Retail credit will expand, SME credit will expand from the banking sector. Take all of these together and regardless of whatever else happens anywhere else in the world, this is pretty much an India phenomenon because it is Indian infrastructure that is getting built and Indian entrepreneurs are going to get help. It is not so much India serving the world but India serving India and that is a huge thing because we import a lot of not just crude oil and gold but we import a lot of the stuff that we use in everyday life as well.
If India is propelled further whether it is by the PLI scheme or by these digital and physical infrastructure, a lot of domestic industry will benefit dramatically. We are already seeing the first signs of it, whether it is from UPI or from logistics changes that are starting to happen in the country. so we have positioned a portfolio alongside so there is a logistic sector that will get impacted positively is manufacturing different areas that will get impacted positively. I am not so focussed on exports here but I am more focussed on the replacement of imports by domestic production and domestic suppliers. It is pretty long term, maybe a 5-10 year trend that we are looking at.
I am curious to know your view on export oriented sectors and the shadow which they are coming under due to global slowdown like say IT and pharma exports.Are the valuations attractive enough or not yet?
Not yet. The problem here is that we do not know exactly how budgets are going to change in the coming year. Pharma is a different play. It is having an issue with FDA coming into play and in the past, they have been very strict on Indian companies. They have started issuing warning letters. One needs to fix certain things. Sometimes these are frivolous in nature but this is how FDA has always been. It is more politically driven than perhaps logical at some point. But that is a headwind for the sector.
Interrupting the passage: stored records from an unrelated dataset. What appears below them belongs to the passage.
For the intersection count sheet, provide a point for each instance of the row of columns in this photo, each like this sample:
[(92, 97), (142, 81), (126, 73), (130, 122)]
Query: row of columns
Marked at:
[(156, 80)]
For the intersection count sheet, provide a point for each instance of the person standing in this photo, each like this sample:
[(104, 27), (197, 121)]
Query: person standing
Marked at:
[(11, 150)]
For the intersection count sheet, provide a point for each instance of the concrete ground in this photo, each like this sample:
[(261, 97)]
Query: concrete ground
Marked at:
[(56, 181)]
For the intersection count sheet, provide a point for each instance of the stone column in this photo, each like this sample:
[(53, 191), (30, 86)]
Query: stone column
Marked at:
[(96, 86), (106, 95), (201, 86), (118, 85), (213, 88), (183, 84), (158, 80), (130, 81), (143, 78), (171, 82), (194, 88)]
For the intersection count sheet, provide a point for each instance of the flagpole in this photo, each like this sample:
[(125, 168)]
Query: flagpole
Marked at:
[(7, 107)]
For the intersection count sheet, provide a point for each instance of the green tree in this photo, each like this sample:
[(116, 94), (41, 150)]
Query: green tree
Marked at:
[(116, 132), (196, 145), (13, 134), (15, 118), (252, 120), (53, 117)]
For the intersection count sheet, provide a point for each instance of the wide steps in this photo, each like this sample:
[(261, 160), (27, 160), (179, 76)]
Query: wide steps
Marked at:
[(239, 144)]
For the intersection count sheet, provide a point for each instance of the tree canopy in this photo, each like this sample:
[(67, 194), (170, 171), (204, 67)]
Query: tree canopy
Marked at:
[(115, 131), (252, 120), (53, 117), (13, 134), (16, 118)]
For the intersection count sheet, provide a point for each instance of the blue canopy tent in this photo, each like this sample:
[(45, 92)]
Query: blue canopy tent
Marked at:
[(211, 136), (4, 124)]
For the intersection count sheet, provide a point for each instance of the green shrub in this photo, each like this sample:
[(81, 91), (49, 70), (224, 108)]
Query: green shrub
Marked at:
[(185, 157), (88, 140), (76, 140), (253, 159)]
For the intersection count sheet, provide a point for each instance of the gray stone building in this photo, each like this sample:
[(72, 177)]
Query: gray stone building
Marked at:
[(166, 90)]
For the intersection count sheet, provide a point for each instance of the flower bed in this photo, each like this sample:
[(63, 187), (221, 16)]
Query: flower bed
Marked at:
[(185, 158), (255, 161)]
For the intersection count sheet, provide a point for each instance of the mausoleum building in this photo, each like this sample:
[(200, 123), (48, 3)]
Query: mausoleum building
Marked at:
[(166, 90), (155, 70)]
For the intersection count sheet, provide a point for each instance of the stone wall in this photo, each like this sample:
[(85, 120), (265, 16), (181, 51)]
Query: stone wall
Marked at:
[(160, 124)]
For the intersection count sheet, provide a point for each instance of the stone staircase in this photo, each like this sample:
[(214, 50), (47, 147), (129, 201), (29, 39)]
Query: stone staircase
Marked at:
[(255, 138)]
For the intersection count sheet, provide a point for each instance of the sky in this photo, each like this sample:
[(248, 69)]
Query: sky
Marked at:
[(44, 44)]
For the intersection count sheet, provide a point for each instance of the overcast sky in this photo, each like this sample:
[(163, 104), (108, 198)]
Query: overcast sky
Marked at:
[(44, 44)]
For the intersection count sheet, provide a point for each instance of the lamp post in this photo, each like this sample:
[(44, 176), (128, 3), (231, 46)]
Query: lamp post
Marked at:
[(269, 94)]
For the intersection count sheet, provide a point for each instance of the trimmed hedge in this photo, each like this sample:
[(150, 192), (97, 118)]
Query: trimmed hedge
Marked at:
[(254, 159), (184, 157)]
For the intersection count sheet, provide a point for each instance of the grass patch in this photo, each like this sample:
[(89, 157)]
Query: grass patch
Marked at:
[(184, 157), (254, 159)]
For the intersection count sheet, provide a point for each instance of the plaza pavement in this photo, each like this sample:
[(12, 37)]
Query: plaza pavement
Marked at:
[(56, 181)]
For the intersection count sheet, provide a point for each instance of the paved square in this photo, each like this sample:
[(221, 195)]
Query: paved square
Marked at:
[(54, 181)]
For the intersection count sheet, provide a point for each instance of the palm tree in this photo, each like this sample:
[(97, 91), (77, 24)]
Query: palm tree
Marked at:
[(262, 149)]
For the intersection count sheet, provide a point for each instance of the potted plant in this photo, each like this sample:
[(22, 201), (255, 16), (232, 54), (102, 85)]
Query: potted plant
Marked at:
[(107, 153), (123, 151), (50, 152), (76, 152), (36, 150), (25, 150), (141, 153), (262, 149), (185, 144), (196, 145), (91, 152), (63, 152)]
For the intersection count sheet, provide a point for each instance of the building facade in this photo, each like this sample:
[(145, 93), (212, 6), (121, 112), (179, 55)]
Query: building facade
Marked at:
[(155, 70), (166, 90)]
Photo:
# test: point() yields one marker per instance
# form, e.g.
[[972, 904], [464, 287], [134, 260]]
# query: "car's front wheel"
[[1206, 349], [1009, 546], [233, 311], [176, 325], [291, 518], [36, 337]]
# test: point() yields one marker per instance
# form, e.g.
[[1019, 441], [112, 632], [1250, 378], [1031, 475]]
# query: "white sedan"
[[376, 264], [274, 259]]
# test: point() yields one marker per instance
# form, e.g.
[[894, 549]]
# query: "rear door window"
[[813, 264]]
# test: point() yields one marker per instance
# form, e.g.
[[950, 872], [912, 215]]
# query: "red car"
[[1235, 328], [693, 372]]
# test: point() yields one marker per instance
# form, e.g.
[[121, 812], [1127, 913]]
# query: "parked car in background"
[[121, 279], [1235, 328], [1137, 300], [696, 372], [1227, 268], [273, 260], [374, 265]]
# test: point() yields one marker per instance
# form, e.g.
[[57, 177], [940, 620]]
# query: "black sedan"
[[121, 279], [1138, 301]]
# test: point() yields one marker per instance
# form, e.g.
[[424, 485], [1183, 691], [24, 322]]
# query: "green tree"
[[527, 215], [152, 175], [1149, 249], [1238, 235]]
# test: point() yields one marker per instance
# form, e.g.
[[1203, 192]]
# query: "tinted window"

For IT, the exports have been decent. It has not been fantastic. Margins have been crimped because of over hiring and because in general, work from office coming back. The costs which had gone out of the window have come back. The efficiencies which they have built in the last two years will take some time to go away but the order flow has not been exactly as kind as it used to be. There has been a cost-cutting attempt by American companies and by perhaps some of the countries around the globe. They will look to India because India is relatively lower cost even now and with the dollar at 83 definitely so.
Also, India has availability of labour which is right now a big problem in the west because of high inflation and wages are still very high there. Cost-cutting has already come into play in a lot of companies. December is seeing some of the highest layoff announcements in the West. I think by next year, we will start seeing an increase in deal flows for IT companies. So, maybe next year is a good time to start building those positions. I still see some headwinds for both IT and pharma which are one of the largest sector.